The point of the paper I was writing is that these things should actually be built into the database to some degree. There are functions in DuckDB—you can do SELECT * FROM duckdb_functions() and get a table of all functions with descriptions. But the description field is only populated for half the functions. Database developers assume humans can always go to the documentation website.

It’s similar for Postgres—only 30-40% of functions have descriptions, and the textual descriptions are often uninformative. I believe if database developers invested a little more into built-in documentation, that problem could easily go away, because agents are quite good at searching for information that way.

The Challenge of Undocumented Data

Tim: What about data documentation? At my previous job at a bank, we had a large data warehouse with data dumps from production tables into AWS data lake storage. It was weakly documented in terms of what the tables meant. Even analysts were looking at things and trying to infer from the data what columns they were looking at. Sometimes even wondering if a column is a key for another table with different names. Are agents getting good at discovering those kinds of things? Or is that just a way to shoot yourself in the foot by letting the agent hallucinate what it’s seeing?

Till: If you give the agent infinite time to do data exploration—you prompt it saying “here’s my question, please write the SQL to answer it, but before you start, explore the entire database, look at every table, every column, think about what the columns are about, make a plan to explore the database extensively, write a report, and only then start writing the SQL”—I think that could work quite effectively.

But you have to think about it this way: what would happen if you gave a proficient analyst who has never seen your database access to your data warehouse and asked that person the same question? How much of a hard time would this person have? What are the things this person cannot know or cannot infer from the data? The same limitations apply to the LLM.

If there are things that are really not documented, non-obvious, or not inferable from how the data looks, it definitely needs to be provided in context in some shape or form. But this exploration takes an insane amount of time and it’s expensive. You have to run queries and you’re wasting tokens. You don’t want to do this every single time.
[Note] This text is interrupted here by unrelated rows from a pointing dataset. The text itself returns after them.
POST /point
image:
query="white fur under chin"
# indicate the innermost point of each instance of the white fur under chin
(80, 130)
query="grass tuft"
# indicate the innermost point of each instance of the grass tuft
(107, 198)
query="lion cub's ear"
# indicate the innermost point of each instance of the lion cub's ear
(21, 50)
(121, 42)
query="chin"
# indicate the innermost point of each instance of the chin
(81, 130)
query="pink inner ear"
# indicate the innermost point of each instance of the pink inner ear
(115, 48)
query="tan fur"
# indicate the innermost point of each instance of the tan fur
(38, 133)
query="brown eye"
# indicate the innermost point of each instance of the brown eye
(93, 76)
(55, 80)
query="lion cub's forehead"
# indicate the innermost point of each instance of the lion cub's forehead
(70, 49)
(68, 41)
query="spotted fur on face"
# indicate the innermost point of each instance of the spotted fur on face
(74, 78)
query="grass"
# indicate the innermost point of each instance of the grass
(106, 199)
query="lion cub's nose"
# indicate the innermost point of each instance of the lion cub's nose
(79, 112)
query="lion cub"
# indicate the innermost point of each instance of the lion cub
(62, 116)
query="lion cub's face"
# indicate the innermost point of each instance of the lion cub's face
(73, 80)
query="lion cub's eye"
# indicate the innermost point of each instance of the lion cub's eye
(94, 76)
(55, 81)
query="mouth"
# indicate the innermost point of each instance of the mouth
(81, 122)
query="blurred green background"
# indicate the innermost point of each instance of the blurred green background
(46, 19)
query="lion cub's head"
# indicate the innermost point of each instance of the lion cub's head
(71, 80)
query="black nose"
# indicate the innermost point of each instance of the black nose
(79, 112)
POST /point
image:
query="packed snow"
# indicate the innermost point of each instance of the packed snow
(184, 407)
Another thing is query history, if you have access to that—the queries people have run in the past, sometimes even comments in those queries. That’s also very good for the agent to dig into.
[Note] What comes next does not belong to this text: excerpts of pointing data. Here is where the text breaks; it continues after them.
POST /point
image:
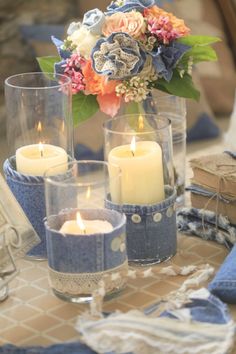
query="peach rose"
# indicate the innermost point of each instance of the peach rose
(97, 84)
(131, 22)
(108, 101)
(178, 24)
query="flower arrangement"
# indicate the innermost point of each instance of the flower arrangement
(122, 54)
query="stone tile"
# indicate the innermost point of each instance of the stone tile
(22, 312)
(161, 288)
(27, 293)
(68, 311)
(205, 252)
(6, 322)
(42, 323)
(39, 341)
(17, 335)
(31, 275)
(111, 307)
(46, 302)
(42, 283)
(63, 333)
(138, 300)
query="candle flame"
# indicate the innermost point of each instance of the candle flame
(41, 149)
(80, 222)
(140, 123)
(88, 193)
(133, 145)
(63, 126)
(39, 127)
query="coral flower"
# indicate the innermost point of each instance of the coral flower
(99, 85)
(129, 22)
(154, 14)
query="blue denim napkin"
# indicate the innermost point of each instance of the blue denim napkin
(202, 223)
(224, 283)
(68, 348)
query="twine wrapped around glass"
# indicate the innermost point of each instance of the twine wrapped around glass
(85, 241)
(39, 132)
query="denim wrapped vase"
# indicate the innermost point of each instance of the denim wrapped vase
(151, 229)
(29, 192)
(78, 262)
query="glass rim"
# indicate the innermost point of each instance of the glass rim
(122, 116)
(38, 73)
(50, 178)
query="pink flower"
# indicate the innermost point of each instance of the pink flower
(163, 29)
(73, 70)
(131, 22)
(164, 24)
(109, 103)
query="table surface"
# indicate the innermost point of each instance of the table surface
(32, 315)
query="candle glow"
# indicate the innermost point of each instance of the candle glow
(80, 222)
(41, 149)
(39, 127)
(133, 146)
(140, 123)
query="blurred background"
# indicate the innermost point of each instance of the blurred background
(26, 27)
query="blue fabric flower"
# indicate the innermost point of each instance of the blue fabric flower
(74, 26)
(165, 58)
(93, 20)
(119, 56)
(128, 5)
(64, 54)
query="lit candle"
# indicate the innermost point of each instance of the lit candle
(85, 227)
(35, 159)
(142, 180)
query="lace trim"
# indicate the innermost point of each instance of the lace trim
(86, 283)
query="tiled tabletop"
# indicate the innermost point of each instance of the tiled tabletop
(32, 315)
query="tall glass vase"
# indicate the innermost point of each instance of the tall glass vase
(173, 108)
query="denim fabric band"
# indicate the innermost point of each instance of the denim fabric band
(85, 283)
(29, 192)
(78, 263)
(224, 283)
(150, 230)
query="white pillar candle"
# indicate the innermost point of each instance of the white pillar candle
(91, 227)
(85, 227)
(142, 180)
(35, 159)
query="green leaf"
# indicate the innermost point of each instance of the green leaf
(47, 63)
(83, 107)
(178, 86)
(198, 40)
(199, 54)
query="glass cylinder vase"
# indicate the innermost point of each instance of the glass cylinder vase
(39, 133)
(141, 145)
(86, 242)
(173, 108)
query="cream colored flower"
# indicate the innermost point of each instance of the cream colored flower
(131, 22)
(84, 41)
(148, 69)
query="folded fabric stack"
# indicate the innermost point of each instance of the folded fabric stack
(213, 214)
(213, 186)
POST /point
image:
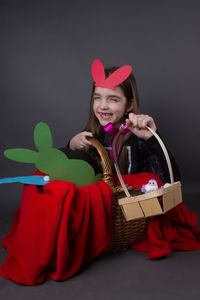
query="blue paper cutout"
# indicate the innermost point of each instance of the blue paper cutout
(34, 179)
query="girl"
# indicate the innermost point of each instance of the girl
(138, 150)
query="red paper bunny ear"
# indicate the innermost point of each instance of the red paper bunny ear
(113, 80)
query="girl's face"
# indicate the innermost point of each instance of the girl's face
(109, 105)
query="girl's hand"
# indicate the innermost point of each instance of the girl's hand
(137, 124)
(80, 141)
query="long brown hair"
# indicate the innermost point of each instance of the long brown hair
(129, 88)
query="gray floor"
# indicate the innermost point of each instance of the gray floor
(126, 275)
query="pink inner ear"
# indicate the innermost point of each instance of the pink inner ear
(98, 72)
(114, 79)
(119, 76)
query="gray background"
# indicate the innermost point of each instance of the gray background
(46, 52)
I think this exploration of schema and query history and collection of relevant context shouldn’t happen on the user path where the user asks a question. It should be considered part of data engineering work or data maintenance work.

If I create a new table as a data engineer, I might usually have written into a data catalog or some internal documentation page what the data is about. Maybe I’ve sent a Slack message or added info to a Linear ticket. But nowadays, it’s probably also part of the job to document this in a form that agents can consume easily.

I wish I could tell you there’s an established standard for how to do this. Different companies try different things, and we’re one of those companies with a particular approach. DuckDB and other databases have table and column comments in the metadata catalog. You can add natural language comments. It’s a bit underused, but we recommend people start with using those to add context.

There’s a gap in our product where I think there’s a real need to capture knowledge at a database level and organization level. Our MCP server could surface this information to the agent. It could be as simple as a markdown document.

Other companies go more toward the semantic layer direction—a much more structured format to represent semantic information about your data. Which columns and tables are related—this goes back to foreign key detection.

My experience specifically with foreign keys is that LLMs are really good out of the box at finding them. But if the schema is very complex, or you have multiple possible tables—staging or landing tables, different transformation layers side by side—you don’t want the join path to use unclean data.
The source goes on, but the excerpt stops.